November 16, 2005: From the Editor
It’s fair to say that PAW writer Mark F. Bernstein ’83 accepted the assignment for this issue’s cover story with a bit of trepidation. He was to profile “parent coach” Julie King ’82 by writing a first-person account of his experience in one of King’s parenting seminars. Since the ground rules prohibited him from identifying other parents in the session, Bernstein realized that, as he writes here, “the only person who will be publicly identified in this article as a bad parent is me.”
For the record, Bernstein has two happy, curious, well-behaved girls — so he and his wife must be doing a lot right. And not everything this East Coast parent learned at King’s California class was a perfect fit — he was, he quickly learned, probably the most conservative parent in the group. But he did learn some techniques to add to his parenting repertoire.

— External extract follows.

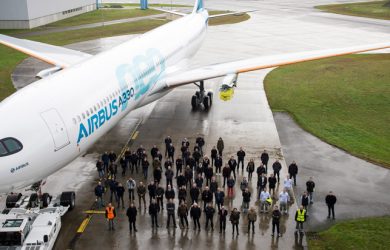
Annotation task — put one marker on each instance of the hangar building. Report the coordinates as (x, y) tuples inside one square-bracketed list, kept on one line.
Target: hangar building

Sensing that other Princeton parents could use a word or two of advice, King, who teaches a popular Marin County workshop called “How to Talk So Kids Will Listen and Listen So Kids Will Talk” and maintains a Web site at www.julieking.org, has agreed to answer parenting questions. Send your questions to email@example.com along with your contact information. Questions and responses will be published at PAW Online. (As parenting questions might cause a twinge of embarrassment, names will not be published without permission — after all, we have kids, too.)
Also in this issue, Merrell Noden ’78 writes about the soaring prices of literary and other manuscripts — making it hard for Princeton’s library system to remain competitive in its special collections. Over the years, the library has received much-needed support in that effort from alumni and the Friends of the Princeton University Library, which is celebrating its 75th anniversary this year.
Alumni have contributed some of the library’s most prized possessions. The vast collection of Islamic manuscripts, for example, is based on a donation by Robert Garrett, a member of the Class of 1897 (funding through the David A. Gardner ’69 Magic Project will allow the collection to be catalogued and digitized for easier access); Robert H. Taylor ’30 contributed an extensive collection of English literature; and Leonard Milberg ’53 has contributed collections of Irish and American writers. There are many others.
But as Noden writes, the world of collecting isn’t what it used to be. Literary and other manuscripts have sold recently for millions of dollars, and curators at many universities, including Princeton, often are left on the sidelines. The Friends are attempting to assist in the effort again, and have established an anniversary fund to “enable the library to become competitive with other institutions.” It’s a significant challenge for this anniversary year.